Ahmet Davutoğlu
Turkish Prime Minister Ahmet Davutoğlu compared his Israeli counterpart to the militants in last week's Paris attacks, the latest offense in a war of words between the two governments. He is pictured here in Berlin on Jan. 12, 2015. Reuters/Hannibal Hanschke

The Charlie Hebdo and kosher market attacks in Paris last week have set off a new round of political sniping between Israel and Turkey’s governments, with Turkish Prime Minister Ahmet Davutoğlu on Thursday comparing his Israeli counterpart Benjamin Netanyahu to the terrorists who killed 17 people in last week’s murder spree. The remarks are the latest escalation in a war of words between the two countries and show that ties between the formerly close allies are near their lowest point in years, experts said.

The public tension between the two governments is representative of the “poor,” “frozen” state of Israel-Turkey bilateral relations, said Elliott Abrams, a former State Department official and senior fellow for Middle Eastern Studies at the Council on Foreign Relations in Washington. Abrams said that while ties between the two were “not at their absolute lowest point,” they were still approaching the levels that were seen in 2010 after an Israeli raid on a Turkish aid flotilla to Gaza.

Nine Turkish activists were killed on board the Mavi Marmara, the flotilla flagship, after Israeli commandos stormed the vessel, in an incident that irrevocably altered the once-robust ties between the two Middle Eastern nations. Though Israel and Turkey have continued to maintain diplomatic and commercial ties since the incident, their previously strong intelligence and military links are “gone,” said Abrams.

Both governments have traded increasingly heated words since Sunday’s anti-terror solidarity march in Paris that both Netanyahu and Davutoğlu attended along with other world leaders. Turkish President Recep Tayyip Erdoğan blasted Netanyahu’s attendance at the event, questioning how he “dared” participate given the Israeli government’s actions in the Gaza war over the summer in which 2,100 mostly civilian Palestinians were killed, according to Reuters. Netanyahu hit back at the Turkish leader on Wednesday, calling his remarks “shameful” and saying they needed to be “repudiated by the international community,” reported Agence France-Presse.

Other prominent members of both governments have also jumped into the fray. Israeli Foreign Minister Avigdor Lieberman called Erdoğan an “anti-Semitic bully,” while Turkish presidential spokesman Ibrahim Kalin said it was “Islamophobic” of Netanyahu to link the Paris attacks to Islam and that the Israeli government needed to “halt its aggressive and racist policies instead of attacking others.”

There is not much prospect that the dynamics between the two countries will improve in the near future, said Eric Edelman, a former undersecretary of defense in the Bush administration and a former U.S. ambassador to Turkey. “As long as Erdoğan and his party are in power, they will continue to voice these views,” he said. “This is just a particularly egregious example of something that's been a continual problem.”

The Turkish government’s comments in the aftermath of the Paris attacks -- including its attacks on Israel -- are motivated by a desire to divert its people’s attention from a number of issues at home, said Edelman.

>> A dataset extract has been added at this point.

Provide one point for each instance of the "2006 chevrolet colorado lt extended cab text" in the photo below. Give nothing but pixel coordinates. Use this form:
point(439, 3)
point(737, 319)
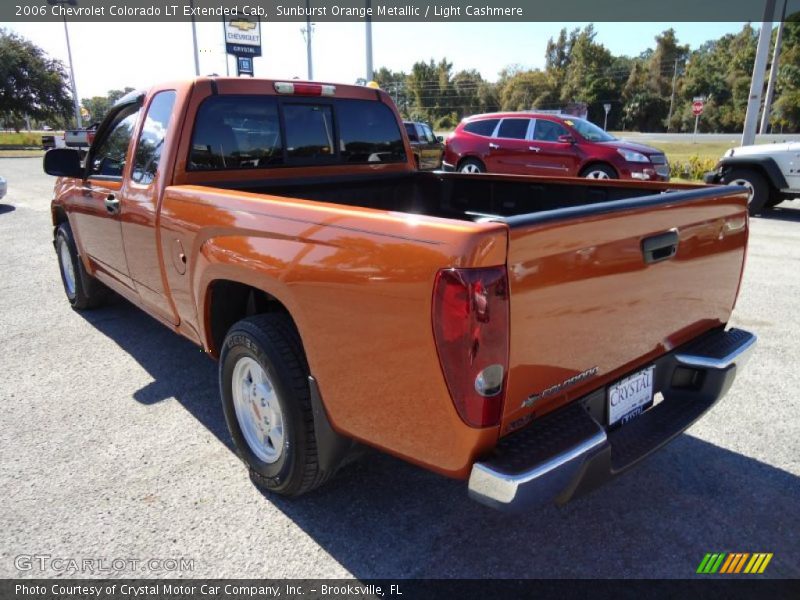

This includes a crackdown on journalists covering a corruption probe that has embroiled members of Erdoğan's ruling AKP party. One Turkish journalist was arrested for a single tweet about the case in late December, according to the Washington Post. The government’s growing crackdown has landed Turkey on the Committee to Protect Journalists list of the world’s worst jailers of journalists.

In the aftermath of the Paris attacks, Turkey’s government has in recent days targeted the Istanbul offices of the opposition newspaper Cumhuriyet, which published excerpts from Charlie Hebdo’s latest issue. The “survivor’s edition” of the satirical magazine, the first issue to be published since the murderous attack in Paris, attracted condemnation from around the Muslim world for featuring a cartoon of the Prophet Muhammad on its cover. A Turkish court also banned Web pages showing the new cover, reported CNN.

Other nations have also reacted to the Paris attacks with policy debates. On Wednesday, Egypt moved to ban the magazine after President Abdelfattah al-Sisi issued a decree that would give Prime Minister Ibrahim Mahlab the power to ban any foreign publication deemed “offensive to religion.” The decree came amid mounting criticism from influential religious bodies within the country.

In the U.S., Republicans were forced to reconsider their plans to force a showdown with President Barack Obama over funding for the Department of Homeland Security, which spearheads U.S. counterterrorism efforts, reported Reuters. Republicans had planned to use the battle battle to challenge the president on immigration, but certain members of the party cautioned against pursuing such a course in the wake of the terror attacks.

In China, the government’s condemnation of the Paris shooting was accompanied by stepped up restrictions in its far western Xinjiang province, which is home to the country’s minority Uighur Muslim population. On Wednesday, Communist Party authorities passed a law to prohibit women from wearing burqas in public, reported CNN. The move is seen as the latest discriminatory measure against the province’s Muslim majority, which has complained of Beijing’s repressive rule for years.